L'attuale interruzione segue un periodo di significativa instabilità nel mercato dei fertilizzanti. I prezzi globali dei fertilizzanti hanno registrato un picco record nel 2022 in seguito all'invasione russa dell'Ucraina, poiché la Russia è uno dei più grandi esportatori di fertilizzanti al mondo e un importante produttore di gas naturale. Sebbene i prezzi si fossero ridotti rispetto a quei picchi, la chiusura di Hormuz ha rinnovato la pressione al rialzo su mercati che non erano pienamente tornati ai livelli pre-2022.

Oltre alle interruzioni della catena di fornitura in Medio Oriente, i porti ucraini lungo il Mar Nero sono diventati siti di rinnovato conflitto militare, causando significative interruzioni nelle catene di fornitura dei cereali principali. Le esportazioni ucraine di mais, orzo, grano e meslin sono rimaste ben al di sotto dei livelli del 2020 — precedenti all'invasione russa — e questo deficit persistente ha avuto un impatto sostanziale e continuo sulla sicurezza alimentare globale, dato il ruolo dell'Ucraina come importante esportatore agricolo.

Un nuovo rapporto delle Nazioni Unite avverte che gli effetti combinati dei prezzi dell'energia e dei fertilizzanti in aumento — guidati dai conflitti globali tra cui la guerra di Stati Uniti e Israele in Iran e la continua guerra di Russia in Ucraina — potrebbero spingere altri 9-18 milioni di persone verso la fame in tutto il mondo.
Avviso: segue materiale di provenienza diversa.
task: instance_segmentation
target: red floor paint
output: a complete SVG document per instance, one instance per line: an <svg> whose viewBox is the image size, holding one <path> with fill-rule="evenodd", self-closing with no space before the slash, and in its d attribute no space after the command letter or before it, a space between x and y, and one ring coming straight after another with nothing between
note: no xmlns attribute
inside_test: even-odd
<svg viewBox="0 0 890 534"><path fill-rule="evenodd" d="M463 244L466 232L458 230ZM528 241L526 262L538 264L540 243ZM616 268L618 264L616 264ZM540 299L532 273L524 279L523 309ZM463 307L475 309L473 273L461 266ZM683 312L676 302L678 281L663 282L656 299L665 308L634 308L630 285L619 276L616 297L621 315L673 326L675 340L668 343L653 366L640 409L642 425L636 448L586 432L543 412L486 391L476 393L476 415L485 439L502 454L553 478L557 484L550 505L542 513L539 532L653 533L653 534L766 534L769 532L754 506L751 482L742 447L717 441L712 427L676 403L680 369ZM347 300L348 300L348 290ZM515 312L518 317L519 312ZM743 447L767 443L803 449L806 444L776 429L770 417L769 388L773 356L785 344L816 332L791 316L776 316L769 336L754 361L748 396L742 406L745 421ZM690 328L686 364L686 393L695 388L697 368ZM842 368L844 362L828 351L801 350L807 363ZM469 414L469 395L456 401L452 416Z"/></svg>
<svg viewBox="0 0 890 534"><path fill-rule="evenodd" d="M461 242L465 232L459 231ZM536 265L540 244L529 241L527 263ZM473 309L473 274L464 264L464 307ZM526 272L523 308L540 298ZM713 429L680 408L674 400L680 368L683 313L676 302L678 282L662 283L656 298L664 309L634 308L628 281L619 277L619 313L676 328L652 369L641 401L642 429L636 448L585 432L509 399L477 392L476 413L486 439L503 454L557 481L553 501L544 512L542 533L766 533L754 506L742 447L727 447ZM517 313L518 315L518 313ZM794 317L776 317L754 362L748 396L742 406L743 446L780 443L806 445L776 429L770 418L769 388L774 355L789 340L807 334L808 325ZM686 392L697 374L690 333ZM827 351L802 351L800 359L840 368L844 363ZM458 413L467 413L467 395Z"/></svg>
Il rapporto ha rilevato che il costo medio globale di una dieta sana è aumentato di quasi il 25 percento tra il 2021 e oggi, passando da 3,44 dollari in parità di potere d'acquisto (PPP) pro capite al giorno a 4,28 PPP. L'America Latina e i Caraibi affrontano i costi medi più alti, a 4,91 PPP.
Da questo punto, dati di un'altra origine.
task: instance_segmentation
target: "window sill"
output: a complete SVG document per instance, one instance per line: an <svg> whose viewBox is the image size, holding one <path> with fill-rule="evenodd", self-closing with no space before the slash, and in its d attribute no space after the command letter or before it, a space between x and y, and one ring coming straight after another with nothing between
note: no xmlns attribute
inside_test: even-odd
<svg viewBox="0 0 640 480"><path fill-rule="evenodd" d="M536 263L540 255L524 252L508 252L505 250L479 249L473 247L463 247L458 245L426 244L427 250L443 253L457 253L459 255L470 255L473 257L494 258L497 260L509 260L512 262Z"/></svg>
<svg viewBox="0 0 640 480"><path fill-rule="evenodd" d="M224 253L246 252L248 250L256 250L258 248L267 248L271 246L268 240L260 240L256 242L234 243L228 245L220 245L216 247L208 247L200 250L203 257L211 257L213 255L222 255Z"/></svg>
L'ultima crisi di petrolio e fertilizzanti derivante dalla chiusura dello Stretto di Hormuz ha colpito i mercati durante un periodo già vulnerabile, mentre continuano a confrontarsi con le conseguenze della guerra di Russia in Ucraina e con la crescente pressione dei cambiamenti climatici.

"Ci troviamo in un'era attuale in cui abbiamo il numero più alto di conflitti e stiamo ancora aumentando," ha dichiarato questo mese all'Associated Press il presidente dell'International Fund for Agricultural Development (IFAD) Alvaro Lario, aggiungendo che "Ogni volta che c'è un conflitto, aumentano anche fame, sfollamento e rifugiati."
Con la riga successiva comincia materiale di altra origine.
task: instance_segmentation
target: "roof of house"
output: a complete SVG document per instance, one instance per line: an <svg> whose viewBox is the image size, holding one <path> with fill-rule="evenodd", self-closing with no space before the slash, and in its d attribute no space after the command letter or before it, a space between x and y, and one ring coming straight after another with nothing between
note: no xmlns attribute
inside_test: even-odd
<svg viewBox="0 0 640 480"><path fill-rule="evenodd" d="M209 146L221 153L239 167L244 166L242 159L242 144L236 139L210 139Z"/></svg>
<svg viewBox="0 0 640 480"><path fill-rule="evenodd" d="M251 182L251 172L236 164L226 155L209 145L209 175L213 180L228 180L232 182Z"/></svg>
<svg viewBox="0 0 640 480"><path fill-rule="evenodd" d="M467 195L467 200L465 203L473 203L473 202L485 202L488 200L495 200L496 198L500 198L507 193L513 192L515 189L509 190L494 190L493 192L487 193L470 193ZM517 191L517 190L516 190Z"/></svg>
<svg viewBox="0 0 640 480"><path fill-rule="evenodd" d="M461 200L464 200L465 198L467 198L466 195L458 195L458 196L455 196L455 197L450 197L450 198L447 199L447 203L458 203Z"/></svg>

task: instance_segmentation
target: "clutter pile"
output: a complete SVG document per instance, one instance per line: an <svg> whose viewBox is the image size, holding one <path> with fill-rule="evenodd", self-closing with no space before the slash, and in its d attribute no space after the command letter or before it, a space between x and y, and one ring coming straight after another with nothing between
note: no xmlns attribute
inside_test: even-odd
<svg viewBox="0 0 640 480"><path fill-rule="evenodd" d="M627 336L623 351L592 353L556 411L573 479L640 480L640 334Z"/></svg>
Affrontare la crisi richiederà uno sforzo sostenuto in un'epoca di incertezza globale senza precedenti. "Porre fine alla fame e rendere le diete sane accessibili richiede impegno politico, investimenti sostenuti e politiche abilitanti," ha riferito EuroNews citando QU Dongyu, Direttore Generale della Food and Agriculture Organization delle Nazioni Unite.

"Le recenti crisi — dai disastri naturali come la pandemia di COVID-19 ai disastri causati dall'uomo come i focolai di conflitto, la guerra in Ucraina, la crisi di Gaza e la recente interruzione dello Stretto di Hormuz — hanno dimostrato sia la resilienza dei sistemi agroalimentari sia la necessità di rafforzarli ulteriormente per servire meglio le persone, gli agricoltori e i consumatori più vulnerabili del mondo," ha aggiunto Dongyu.